1d20 Christmas elves are here at any given time, slapstickishly preparing food. There is almost always an elf grievously wounding themselves in their culinary pursuits. 

  • If you roll a 20, ten of the elves are actively baking a 2d6 layer German chocolate cake and the other ten are putting out a fire that threatens to subsume the entire room. 

  • If you roll a 1, then there is only a single elf in the kitchen, Alfonso (formerly a dentist), who wears a chef hat and is very focused on whatever they are cooking. Only by removing their hat is it revealed that a Christmas mouse is inside and is teaching Alfonso to cook by an elaborate series of hair pulling.

4. Icebox

Accessed by a small metal door in the Kitchen, this is where the elves store raw meat, raw milk and other refrigerated ingredients for future preparation. It is also where hundreds of bottles of Coca-Cola (not yet invented in your world but with a possible market capitalization of over $300 billion if you play your cards right) are stored.
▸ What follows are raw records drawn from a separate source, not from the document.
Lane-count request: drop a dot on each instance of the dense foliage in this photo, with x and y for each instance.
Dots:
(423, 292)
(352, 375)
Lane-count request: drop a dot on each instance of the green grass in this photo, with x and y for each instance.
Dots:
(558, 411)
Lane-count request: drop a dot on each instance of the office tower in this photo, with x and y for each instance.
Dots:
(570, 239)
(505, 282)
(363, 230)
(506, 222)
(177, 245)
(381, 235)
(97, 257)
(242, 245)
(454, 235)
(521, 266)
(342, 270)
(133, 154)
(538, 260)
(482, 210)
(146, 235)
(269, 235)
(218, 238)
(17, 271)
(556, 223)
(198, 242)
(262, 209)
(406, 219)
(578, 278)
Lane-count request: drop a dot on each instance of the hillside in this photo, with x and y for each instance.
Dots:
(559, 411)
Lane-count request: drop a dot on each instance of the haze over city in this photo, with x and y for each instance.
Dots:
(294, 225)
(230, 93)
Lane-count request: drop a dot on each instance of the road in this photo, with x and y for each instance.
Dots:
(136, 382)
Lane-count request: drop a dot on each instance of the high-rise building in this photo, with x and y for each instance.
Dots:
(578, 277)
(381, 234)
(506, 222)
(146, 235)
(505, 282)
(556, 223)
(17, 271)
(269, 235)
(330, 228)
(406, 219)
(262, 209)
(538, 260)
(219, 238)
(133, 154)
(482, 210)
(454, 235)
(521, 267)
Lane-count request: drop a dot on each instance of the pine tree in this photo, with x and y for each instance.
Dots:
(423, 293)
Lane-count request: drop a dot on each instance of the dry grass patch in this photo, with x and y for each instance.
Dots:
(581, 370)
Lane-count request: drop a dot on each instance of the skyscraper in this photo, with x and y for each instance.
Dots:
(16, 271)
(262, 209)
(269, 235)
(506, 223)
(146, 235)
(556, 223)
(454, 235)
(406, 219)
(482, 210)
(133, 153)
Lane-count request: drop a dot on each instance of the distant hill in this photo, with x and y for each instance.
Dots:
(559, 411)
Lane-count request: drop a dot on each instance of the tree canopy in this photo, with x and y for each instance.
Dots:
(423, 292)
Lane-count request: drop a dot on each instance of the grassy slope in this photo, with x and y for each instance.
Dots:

The chamber stretches on for hundreds of yards, and the further you go, the fewer food you find and the more likely (roll 1d6 each turn exploring this room, non-random encounter on a 3-6) you are to come across a polar bear. These bears are incredibly dangerous but will refrain from attacking for as long as they are drinking a Coca-Cola. They cannot uncork any of the bottles so do not yet know how much they love them. After 200 yards, the chamber opens out into a regular cave entrance. 

5. Music Room

A grand piano is covered in dust. A small, sad child and his equally depressed donkey sit in a corner and don’t initially make eye contact or small talk. 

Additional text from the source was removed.